Giovedì 27 maggio sul Corriere della Sera è apparso un editoriale a firma di Antonio Polito dal titolo “L’etica (capitalista) smarrita”. Si parlava della tragedia del Mottarone, delle responsabilità e di tutto quanto sta emergendo dalle indagini.
Non riesco a essere d’accordo con Polito. Intanto mi pare ci sia una contraddizione tra l’utilizzo del termine (a mio avviso corretto) “etica” nel titolo e poi invece di “morale” nel testo dell’articolo. Credo che il termine “etica” si possa usare quando si parla di politica, mentre la morale (machiavellicamente parlando) non è categoria della politica.

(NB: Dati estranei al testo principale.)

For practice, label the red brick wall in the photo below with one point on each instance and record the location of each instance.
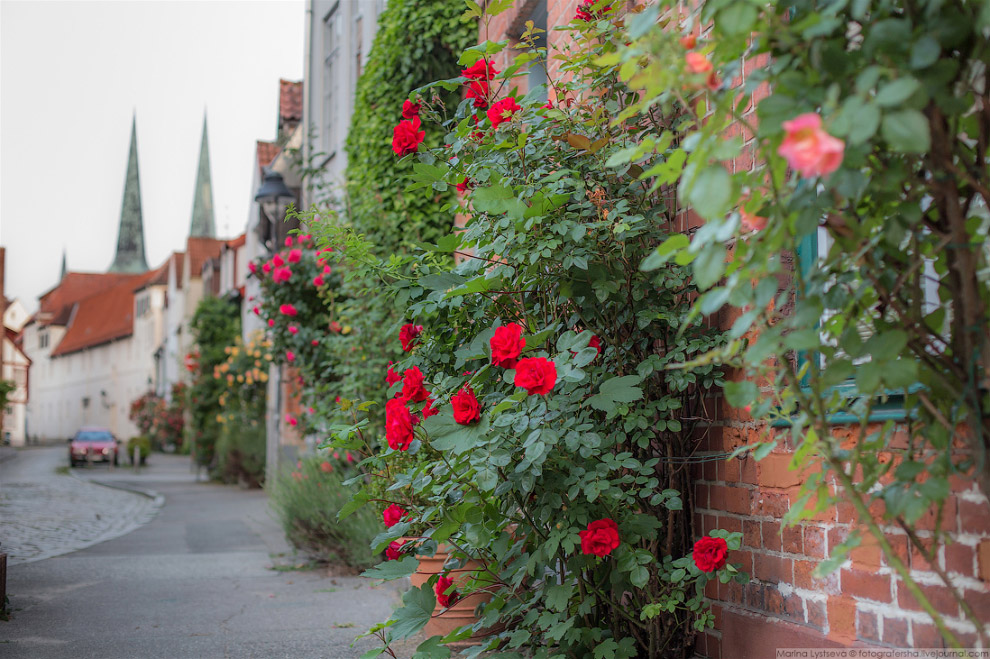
(784, 606)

Ma l’errore maggiore è sul termine “smarrita”. Visto che Polito nel pezzo cita Dante, lo cito anch’io. Nell’incipit più famoso della letteratura mondiale si parla della “diritta” via smarrita e non “persa” perché (almeno così spiega Natalino Sapegno in una delle edizioni meglio commentate della Divina Commedia) il termine persa indicherebbe l’impossibilità di ritrovarla, mentre smarrita implica questa possibilità. Dunque per Polito l’etica (non la morale) capitalista si potrebbe ritrovare. Per avvalorare la sua tesi cita Max Weber. E quindi parla se non dell’inizio del capitalismo, comunque di un periodo lontano da noi.
Ma quanto accaduto al Mottarone è frutto del capitalismo contemporaneo, quello che dagli anni Ottanta del Novecento circa è stato da alcuni definito “turbocapitalismo”. Una nuova forma di capitalismo che ha dimenticato (abbandonato) quell’aspetto paternalistico, in qualche modo sì etico, che vedeva i lavoratori come un qualcosa da preservare (anche solo perché utili ad aumentare il profitto). Certo la maggior parte dei diritti della classe operaia non è stata donata dai padroni, ma conquistata grazie alle lotte operaie, ma in qualche modo questi diritti erano stati introiettati e “fatti propri” (tra mille virgolette) anche dalla classe padronale. Negli ultimi decenni, no.
Il lavoratore (mi perdoni Marx per questa eresia) è considerato esso stesso mezzo di produzione. Ma negli ultimi decenni l’atteggiamento nei confronti delle cose è cambiato. Una volta gli oggetti si tenevano bene, perché dovevano durare a lungo. Si manutenevano, per allungarne la vita. C’era l’arrotino, che affilava i coltelli; l’ombrellaio, che riparava gli ombrelli. Ora i coltelli se spuntati si buttano e si comprano nuovi, così come gli ombrelli. Si sfruttano fino alla fine, senza bisogno della manutenzione. Una volta esaurito il proprio compito, lo si butta e sostituisce. La stessa cosa vale per i lavoratori. Si sfruttano fino alla fine, poi li si butta e sostituisce. Vale per i contratti a termine così come per la scarsa attenzione alla loro “manutenzione”. Non serve più.
Così ragiona il capitalismo moderno. Quindi l’etica capitalista non è smarrita, ma perduta. Quella smarrita è l’etica politica al massimo. Ed è la politica che la dovrebbe recuperare. Ma in tempi in cui si urla che bisogna riaprire a tutti i costi, che non ci si può permettere di perdere altri soldi e cose simili, forse anche l’etica politica non è solo smarrita, ma persa.